Sergei Sokolov

Personal information
- Full name: Sergei Sokolov
- Date of birth: 12 March 1977 (age 48)
- Place of birth: Stavropol, Russia, USSR
- Height: 1.82 m (6 ft 0 in)
- Position: Defender

Senior career*
- Years: Team / Apps / (Gls)
- 1997: Dynamo Stavropol / 11 / (1)
- 1997–1998: Lokomotiv Mineralnye Vody / 40 / (0)
- 2000–2002: Kavkaztransgaz Izobilny / 90 / (1)
- 2003–2004: Okean Nakhodka / 40 / (2)
- 2005: Kapaz / 25 / (1)
- 2006: Qarabağ / 19 / (2)
- 2008–2010: Simurq / 41 / (4)
- 2010–2012: Gabala / 12 / (0)

International career^{‡}
- 2006: Azerbaijan / 7 / (0)

= Sergei Sokolov (footballer, born 1977) =

Russian-Azerbaijani footballer (born 1977)

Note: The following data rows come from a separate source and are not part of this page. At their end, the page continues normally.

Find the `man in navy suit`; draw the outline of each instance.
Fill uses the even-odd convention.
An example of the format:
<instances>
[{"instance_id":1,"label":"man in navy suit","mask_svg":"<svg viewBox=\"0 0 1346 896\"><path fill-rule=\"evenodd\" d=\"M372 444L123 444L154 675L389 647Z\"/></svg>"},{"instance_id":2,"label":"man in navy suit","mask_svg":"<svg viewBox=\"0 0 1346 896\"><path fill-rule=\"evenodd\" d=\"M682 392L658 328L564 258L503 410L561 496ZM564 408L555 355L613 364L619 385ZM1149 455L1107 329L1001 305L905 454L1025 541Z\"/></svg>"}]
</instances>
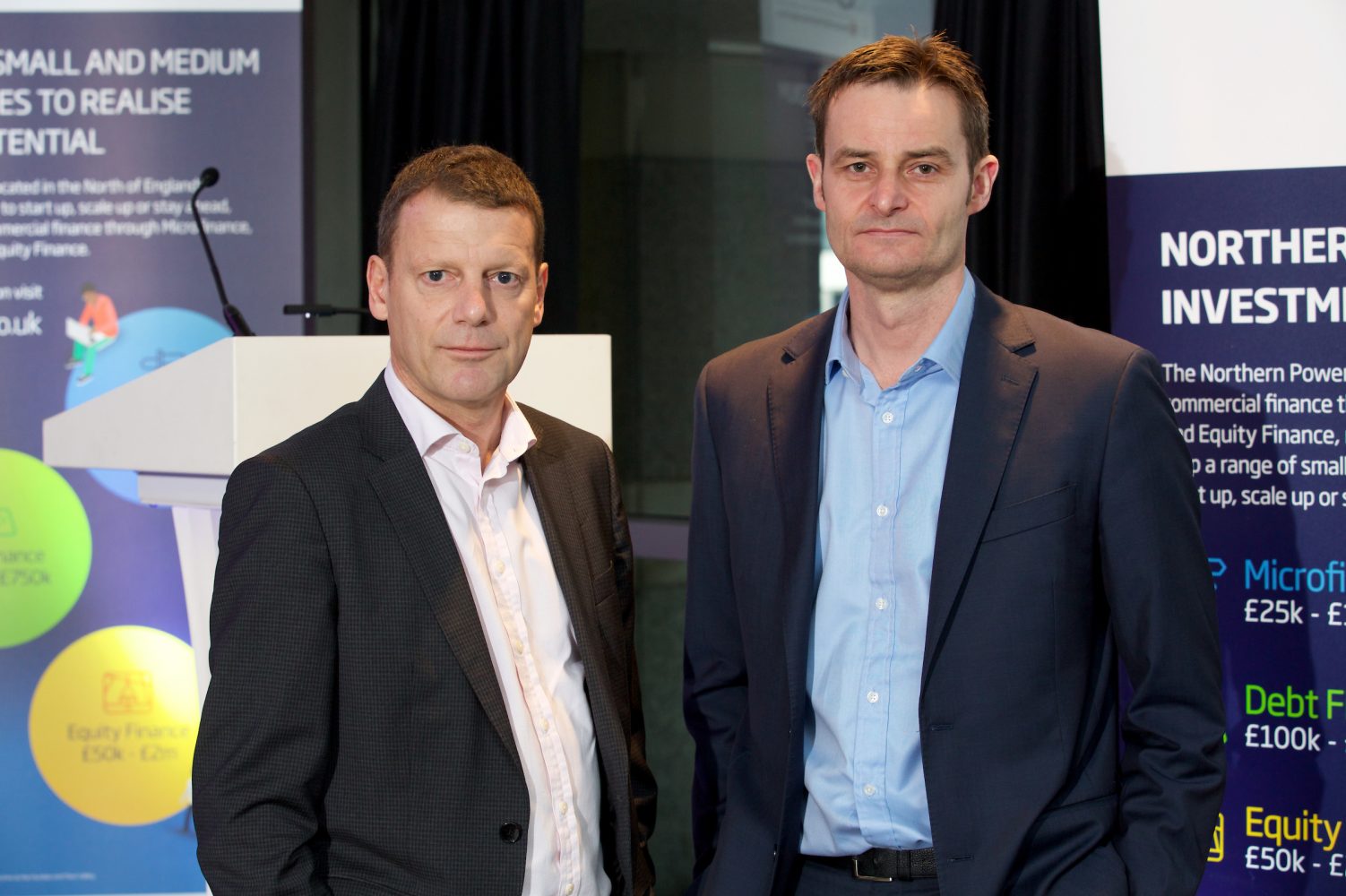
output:
<instances>
[{"instance_id":1,"label":"man in navy suit","mask_svg":"<svg viewBox=\"0 0 1346 896\"><path fill-rule=\"evenodd\" d=\"M1190 893L1224 708L1159 366L964 266L961 50L884 38L809 105L847 293L696 393L693 891Z\"/></svg>"}]
</instances>

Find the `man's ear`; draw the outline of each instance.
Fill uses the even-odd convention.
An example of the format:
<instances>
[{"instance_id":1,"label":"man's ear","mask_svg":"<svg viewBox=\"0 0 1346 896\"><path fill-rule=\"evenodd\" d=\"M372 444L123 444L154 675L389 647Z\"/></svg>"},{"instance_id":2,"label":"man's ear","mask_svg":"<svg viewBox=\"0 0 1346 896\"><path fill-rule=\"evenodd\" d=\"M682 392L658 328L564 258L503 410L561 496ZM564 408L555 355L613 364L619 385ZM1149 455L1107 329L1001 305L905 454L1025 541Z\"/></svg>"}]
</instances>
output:
<instances>
[{"instance_id":1,"label":"man's ear","mask_svg":"<svg viewBox=\"0 0 1346 896\"><path fill-rule=\"evenodd\" d=\"M365 264L365 285L369 287L369 313L378 320L388 320L388 265L378 256L370 256Z\"/></svg>"},{"instance_id":2,"label":"man's ear","mask_svg":"<svg viewBox=\"0 0 1346 896\"><path fill-rule=\"evenodd\" d=\"M822 156L816 152L810 152L809 157L804 160L804 164L809 168L809 180L813 182L813 204L818 211L825 213L828 210L826 196L822 195Z\"/></svg>"},{"instance_id":3,"label":"man's ear","mask_svg":"<svg viewBox=\"0 0 1346 896\"><path fill-rule=\"evenodd\" d=\"M546 295L546 274L551 268L546 262L537 265L537 300L533 303L533 326L542 323L542 297Z\"/></svg>"},{"instance_id":4,"label":"man's ear","mask_svg":"<svg viewBox=\"0 0 1346 896\"><path fill-rule=\"evenodd\" d=\"M968 190L968 214L975 215L991 202L991 188L1000 174L1000 160L987 156L972 170L972 187Z\"/></svg>"}]
</instances>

Sergei Sokolov (born 12 March 1977) is a Russian-born retired naturalized Azerbaijani footballer who played as a defender.

==International career==
Sokolov was invited by Shahin Diniyev to play for Azerbaijan, which Sokolov earned 4 caps in Euro 2008 qualifying, before tested positive after the match against Belgium, 11 October 2006.

Sokolov was banned from football for 18 months in January 2007, after testing positive for betamethasone.